Es muy común que los agricultores migrantes que viven regularmente en la ciudad, mantengan sus lazos con el campo. Oruño no es la excepción. Durante los años de su permanencia en la ciudad, iba a su comunidad para ayudar a sus padres los fines de semana. Así lo recuerda: “Como la tapicería era trabajo personal (independiente) a veces venía en cualquier momento. Digamos que había que colocar abono, alistar para la siembra, venía siempre que tenía tiempo. En la época correspondiente, sembraba un pedazo de tierra que me dieron”.

 

Además del vínculo económico está el organizativo. Todos los comunarios deben cumplir con los cargos que la organización de la comunidad les asigna, de lo contrario la propiedad de sus tierras corre riesgo. Mientras trabajó como tapicero, Oruño desempeñó algunos de los cargos que se habían encomendado a sus padres, según explica, porque ellos eran ancianos y ya no podían cumplir. “Mi papá podía caminar con su bastón, pero no es lo mismo.

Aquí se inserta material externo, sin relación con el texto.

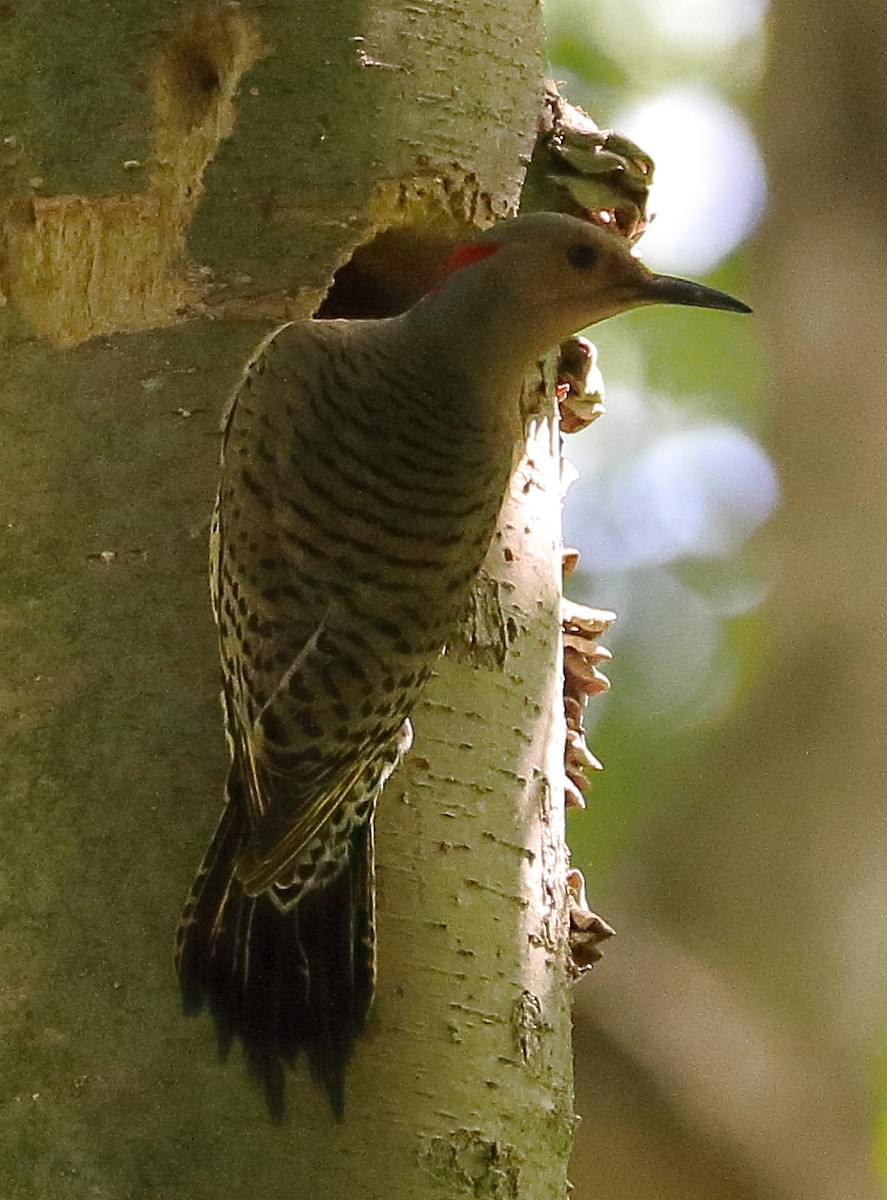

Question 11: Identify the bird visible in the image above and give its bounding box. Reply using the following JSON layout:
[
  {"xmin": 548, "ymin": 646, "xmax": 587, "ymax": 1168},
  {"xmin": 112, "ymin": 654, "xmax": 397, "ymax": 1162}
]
[{"xmin": 175, "ymin": 212, "xmax": 750, "ymax": 1121}]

Había que cumplir las costumbres del cargo y los trabajos [comunales]. Entonces comencé a venir más constantemente a Taypuma. Cumplí los cargos que les tocaban a mis padres, como Junta Escolar, después fui agente cantonal. Yo tuve que asumir esos cargos en los años 2000. Al mismo tiempo atendía la tapicería”.

 

Estos hechos fueron abriendo el camino de su retorno al área rural, lo que en las dinámicas de la relación campo ciudad es relativamente frecuente. El regreso se hizo inevitable signado por la muerte. Según explica Jovito, su madre falleció en 2006, su padre al siguiente año y su hijo Edgar, en 2008. Ante esas adversidades, Oruño se responsabilizó por las tierras y las obligaciones emergentes. “Más vale, decía yo, terminar el cargo estando con tiempo. Cuando uno es mayor, ya no hay caso porque ya no es lo mismo atender los problemas: ya no escuchas bien, ya no ves bien, todo eso afecta. Por eso que ahora ejerzo este cargo que es Sullka Mallku. Sigo yendo a la ciudad. Me faltan dos meses para terminar el cargo”.

 

Como una ironía de la vida, Oruño volvió solo al campo, tal como partió de su comunidad tres décadas antes. Como sucedió al partir de Taypuma y ahora de El Alto, su esposa prefiere la vida que edificó en la ciudad junto a sus hijos.